Bhrama the creator was originally endowed with five
heads. When he started displaying his arrogance, as the supreme creator of the Universe,
Shiva assumed the form of Bhairava the terrible, and with the mere snap
of a finger nail, cut off one of the five heads of Bhrama. The severed head stuck to the
left palm of Bhairava. In order to expiate for the sin of cutting of Bhrama's head
(bhramahatti dosha), Shiva had to take the Kapaalika vow of wandering all
over the world as a beggar, carrying the skull as his begging bowl.
As an enchanting beggar Bhikshaatana,
accompanied by the enchantress Mohini, Shiva entered Dharukaavana
the home of the arrogant ascetics, and quelled their arrogance and continued his sojourn
around the world and reached the abode of Vishnu. When Vishwaksena, the
attendant of Vishnu refused to let him in , he impaled him with his trident and walked in
with his corpse (Kankaala Murthi). Vishnu offered his own blood to fill
the kapaala, but even vast quantities of Vishnu's skull could not fill up the skull bown.
It was after reaching Varanasi on the banks of the Ganges, that the bowl
slipped off Shiva's palm.
The fierce Bhairava form of Shiva is enshrined in
several temples.
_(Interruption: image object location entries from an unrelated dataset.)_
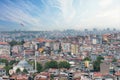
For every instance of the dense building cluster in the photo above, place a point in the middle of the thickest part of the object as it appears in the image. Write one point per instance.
(91, 56)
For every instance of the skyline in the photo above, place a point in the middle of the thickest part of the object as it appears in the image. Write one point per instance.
(59, 14)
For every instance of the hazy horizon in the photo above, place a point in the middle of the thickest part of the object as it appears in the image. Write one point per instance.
(37, 15)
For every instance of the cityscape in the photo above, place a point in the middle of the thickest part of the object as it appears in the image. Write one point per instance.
(59, 40)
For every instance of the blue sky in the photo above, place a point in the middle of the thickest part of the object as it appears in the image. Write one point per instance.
(59, 14)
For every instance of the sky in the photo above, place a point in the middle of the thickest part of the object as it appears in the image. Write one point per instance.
(59, 14)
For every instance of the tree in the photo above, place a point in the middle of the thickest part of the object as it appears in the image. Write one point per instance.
(18, 70)
(25, 71)
(51, 64)
(12, 62)
(64, 64)
(114, 60)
The Sattainatha-Bhairava form of Shiva is enshrined at Sirkazhi, near Chidambaram.
Bhikshatanar is enshrined at Bhikshaandaar Koyil or
Uttamar Koyil along with Bhrama and Vishnu. Also near Bhikshaandaar Koyil is Tiruppaachilaasramam where Nataraja dances over the
snake flung at him by the munis of Dhaarukaavanam. The Bhrama Shira Kandeeswara form of
Shiva is enshrined at Tirukkandiyur near Thanjavur.
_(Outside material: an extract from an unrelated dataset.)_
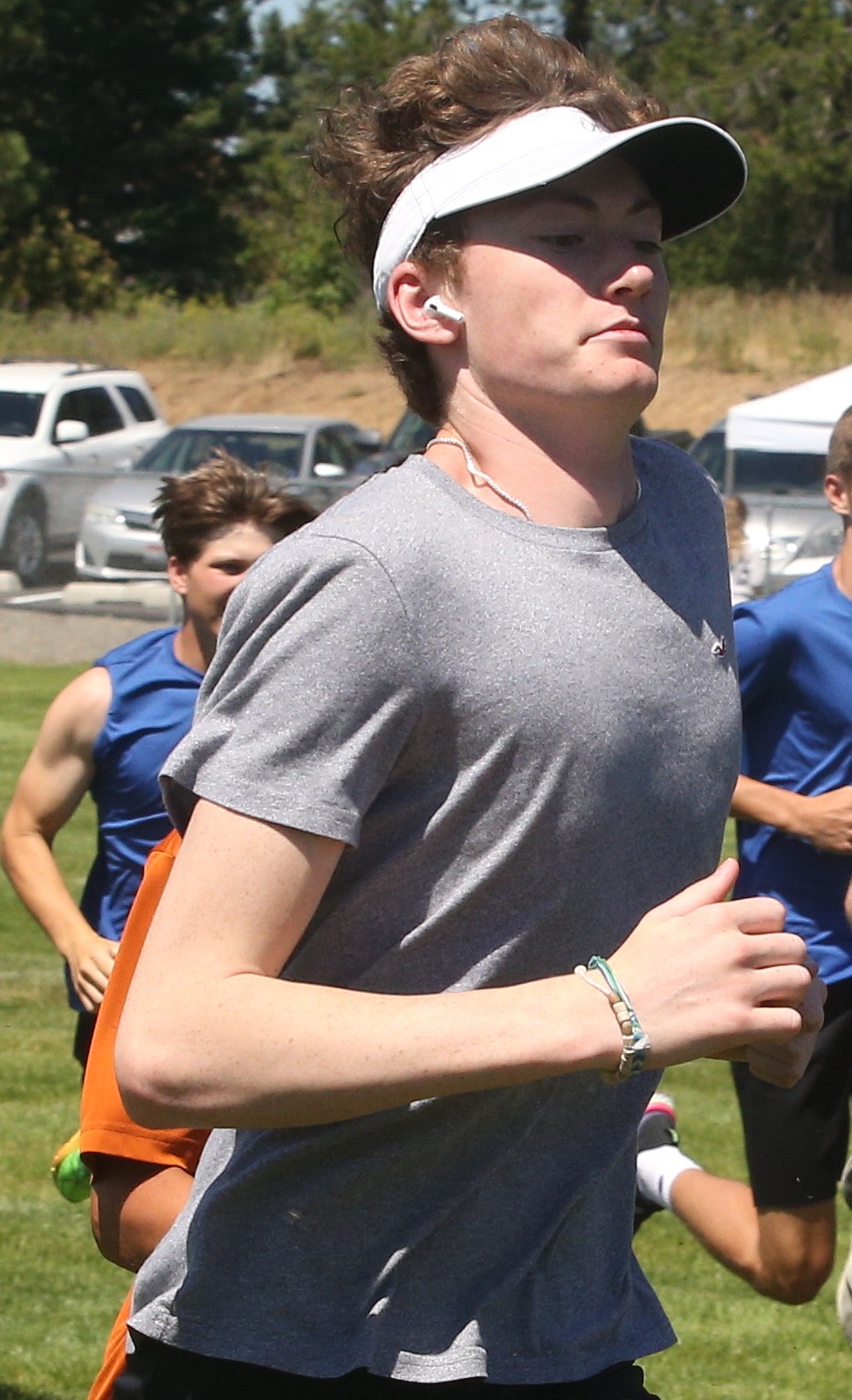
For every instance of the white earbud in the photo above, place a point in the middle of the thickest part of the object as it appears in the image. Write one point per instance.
(440, 308)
This temple is one of the 8 Veerata stalas celebrating Shiva as the
destroyer of evil forces.
A variant of this legend is that it was only after Mahalakshmi
offered alms into the skull bowl of Shiva, as advised by Vishnu that the bowl became
unstuck. Vishnu, known as Hara Saapa Vimochana Perumaal is enshrined at Tirukkandiyur in a temple across the street from the
Bhrama Shira Kandeeswara temple. The same legend holds at the Vishnu shrine at
Bhikshaandaar Koyil, and at the Vishnu temple at Tirukkurunkudi
near Tirunelveli in Tamilnadu.
Another variant of this legend is that Shiva performed
the Ekadasha Rudra Aswamedha Yagna and worshipped Vishnu; at the end of the eleven yagnas,
Vishnu appeared and relieved Shiva of his curse, and at his request took 11 abodes in the
vicinity of Tirunangoor, near Chidambaram. All of these 11 shrines are associated
closely with the last of the tamil Alwars, Tirumangai Alwar (9th century CE).